|Religion in Azerbaijan||
Christianity arrived early to the area, with the mission of St. Eliseus reaching Caucasian Albania in the 1st century AD. By the 3rd century the Apostolic Autocephalous church was fully established and religious and cultural live was thriving. North of Araz river (Caucasian Albania or Aluania), Christianity became the main religion and gained state recognition in the 5th century after St. Grigor the Illuminator converted and baptized its king, Urnayr.
But the cultural and religious influence of Europe had its days counted, as Islam arrived in Azerbaijan with Arab invaders in the seventh century A.D., gradually supplanting Christianity in north Azerbaijan, and Zoroastrianism in the south, as well as causing the extinction of Azeri pagan cults.
In the seventh and eighth centuries, many Zoroastrians fled Muslim persecution and moved to India, where they became known as Parsis. Until Soviet Bolsheviks ended the practice, Zoroastrian pilgrims from India and Iran traveled to Azerbaijan to worship at sacred sites, including the Surakhany Temple on the Apsheron Peninsula near Baku.

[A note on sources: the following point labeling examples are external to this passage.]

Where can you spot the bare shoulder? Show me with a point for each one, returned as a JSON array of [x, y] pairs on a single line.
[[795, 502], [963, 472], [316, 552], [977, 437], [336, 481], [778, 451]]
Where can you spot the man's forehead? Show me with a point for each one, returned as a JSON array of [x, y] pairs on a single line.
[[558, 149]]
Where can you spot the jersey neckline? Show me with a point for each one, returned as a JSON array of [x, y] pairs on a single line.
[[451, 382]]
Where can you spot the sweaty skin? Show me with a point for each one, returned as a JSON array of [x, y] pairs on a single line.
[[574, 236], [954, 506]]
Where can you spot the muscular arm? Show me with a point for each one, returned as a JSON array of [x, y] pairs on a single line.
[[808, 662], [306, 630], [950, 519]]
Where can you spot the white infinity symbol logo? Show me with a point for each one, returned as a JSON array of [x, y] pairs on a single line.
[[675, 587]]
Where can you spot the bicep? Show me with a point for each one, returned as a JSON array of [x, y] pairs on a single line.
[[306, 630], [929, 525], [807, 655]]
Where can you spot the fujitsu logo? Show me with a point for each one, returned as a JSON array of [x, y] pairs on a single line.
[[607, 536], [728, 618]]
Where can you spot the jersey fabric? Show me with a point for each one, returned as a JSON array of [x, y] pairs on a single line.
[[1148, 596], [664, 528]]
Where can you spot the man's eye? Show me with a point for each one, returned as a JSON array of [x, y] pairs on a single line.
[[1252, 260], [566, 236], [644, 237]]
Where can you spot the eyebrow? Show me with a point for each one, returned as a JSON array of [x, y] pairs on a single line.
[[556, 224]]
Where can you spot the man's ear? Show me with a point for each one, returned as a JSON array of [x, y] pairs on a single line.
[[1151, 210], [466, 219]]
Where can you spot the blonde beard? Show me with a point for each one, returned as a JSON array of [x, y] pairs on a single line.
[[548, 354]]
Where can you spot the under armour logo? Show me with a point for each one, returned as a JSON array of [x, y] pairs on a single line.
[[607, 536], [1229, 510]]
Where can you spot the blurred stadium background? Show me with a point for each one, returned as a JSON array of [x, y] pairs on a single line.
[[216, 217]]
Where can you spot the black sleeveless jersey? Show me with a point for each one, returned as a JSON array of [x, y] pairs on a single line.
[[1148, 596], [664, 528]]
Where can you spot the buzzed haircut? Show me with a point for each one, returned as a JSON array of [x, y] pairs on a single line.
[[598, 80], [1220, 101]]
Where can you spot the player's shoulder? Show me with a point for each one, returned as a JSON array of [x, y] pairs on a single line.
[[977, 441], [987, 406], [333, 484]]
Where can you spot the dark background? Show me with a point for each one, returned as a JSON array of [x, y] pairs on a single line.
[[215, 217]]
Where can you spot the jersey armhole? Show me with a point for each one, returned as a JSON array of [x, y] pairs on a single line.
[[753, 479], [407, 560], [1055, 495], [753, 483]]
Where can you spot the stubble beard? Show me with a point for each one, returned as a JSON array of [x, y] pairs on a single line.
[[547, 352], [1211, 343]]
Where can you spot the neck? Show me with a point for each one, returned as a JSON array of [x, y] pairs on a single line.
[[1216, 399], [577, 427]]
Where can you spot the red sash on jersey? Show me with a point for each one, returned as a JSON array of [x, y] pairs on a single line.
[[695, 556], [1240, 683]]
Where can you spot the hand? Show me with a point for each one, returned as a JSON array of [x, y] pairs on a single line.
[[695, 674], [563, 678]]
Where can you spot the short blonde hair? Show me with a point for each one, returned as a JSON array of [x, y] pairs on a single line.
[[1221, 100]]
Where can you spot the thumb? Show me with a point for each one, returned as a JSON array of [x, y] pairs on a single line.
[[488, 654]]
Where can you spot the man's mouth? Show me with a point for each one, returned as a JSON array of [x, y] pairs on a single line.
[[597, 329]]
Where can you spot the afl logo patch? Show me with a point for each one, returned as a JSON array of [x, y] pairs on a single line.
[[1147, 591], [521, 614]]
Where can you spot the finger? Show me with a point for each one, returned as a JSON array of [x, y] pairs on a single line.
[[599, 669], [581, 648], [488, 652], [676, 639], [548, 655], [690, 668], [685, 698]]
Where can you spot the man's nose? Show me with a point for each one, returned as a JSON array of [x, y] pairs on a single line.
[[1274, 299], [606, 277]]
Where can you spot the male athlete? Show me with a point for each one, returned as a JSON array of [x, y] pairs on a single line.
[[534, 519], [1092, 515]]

the sixteenth century, the first shah of the Safavid Dynasty, Ismail I
(r. 1486-1524), established Shia Islam as the state religion, although
large numbers of Azeris remained followers of the other branch of Islam,
Sunni. The Safavid court was subject to both Turkic (Sunni) and Iranian
(Shia) influences, however, which reinforced the dual nature of Azeri religion
and culture in that period. As elsewhere in the Muslim world, the two branches
of Islam came into conflict in Azerbaijan. Enforcement of Shia Islam as
the state religion brought contention between the Safavid rulers of Azerbaijan
and the ruling Sunnis of the neighboring Ottoman Empire.
In the nineteenth century, under Russian protection, many Christians settled in Azerbaijan. These were not only Orthodox Russians, but also Armenians fleeing the Ottoman empire, and even Protestants like the Molokans. Many Sunni Muslims emigrated from Russian-controlled Azerbaijan because of Russia's series of wars with their coreligionists in the Ottoman Empire. Thus, by the late nineteenth century, the Shia population was in the majority in Russian Azerbaijan. Antagonism between the Sunnis and the Shia diminished in the late nineteenth century as Azeri nationalism began to emphasize a common Turkic heritage and opposition to Iranian religious influences. At present, about three-quarters of Azeri Muslims are, at least nominally, Shia of the Jafarite rite (the main Shia branch). In the 1989 census 87 percent of the population declared to be Muslim - with the exit of many Russians and all Armenians this percentage is now above 90%. Data is not available on the number of Sunnis.
Azerbaijan's next largest official religion is Christianity, represented mainly by Russian Orthodox and Armenian Apostolic groups. The Jewish community counts about 16.000 souls. Some rural Azeri retain pre-Islamic shamanist or animist beliefs, such as the sanctity of certain sites and the veneration of certain trees and rocks.
Before Soviet power was established, about 2,000 mosques were active in Azerbaijan. Most mosques were closed in the 1930s, then some were allowed to reopen during World War II. In the 1980s, however, only two large and five smaller mosques held services in Baku, and only eleven others were operating in the rest of the country. Supplementing the officially sanctioned mosques were thousands of private houses of prayer and many secret Islamic sects. Beginning in the late Gorbachev period, and especially after independence, the number of mosques rose dramatically. Many were built with the support of other Islamic countries, such as Iran, Oman, and Saudi Arabia, which also contributed Qurans and religious instructors to the new Muslim states. A Muslim seminary has also been established since 1991. As in the other former Soviet Muslim republics, religious observances in Azerbaijan do not follow all the traditional precepts of Islam. For example, drinking wine is normal practice, and women are not veiled or segregated.
During World War II, Soviet authorities established the Muslim Spiritual Board of Transcaucasia in Baku as the governing body of Islam in the Caucasus, in effect reviving the nineteenthcentury tsarist Muslim Ecclesiastical Board. During the tenures of Leonid I. Brezhnev and Mikhail S. Gorbachev, Moscow encouraged Muslim religious leaders in Azerbaijan to visit and host foreign Muslim leaders, with the goal of advertising the freedom of religion and superior living conditions reportedly enjoyed by Muslims under Soviet communism.
In the early 1980s, Allashukur Humatogly Pashazade was appointed sheikh ul-Islam, head of the Muslim board. With the breakup of the Soviet Union, the Muslim board became known as the Supreme Religious Council of the Caucasus Peoples. In late 1993, the sheikh blessed Heydar Aliyev at his swearing-in ceremony as president of Azerbaijan.
Article 18 of the Azeri constitution, mandating no state religion, allows for all faiths to practice their religion freely. Following independence there has been both a Muslim revival and a rise in nationalism.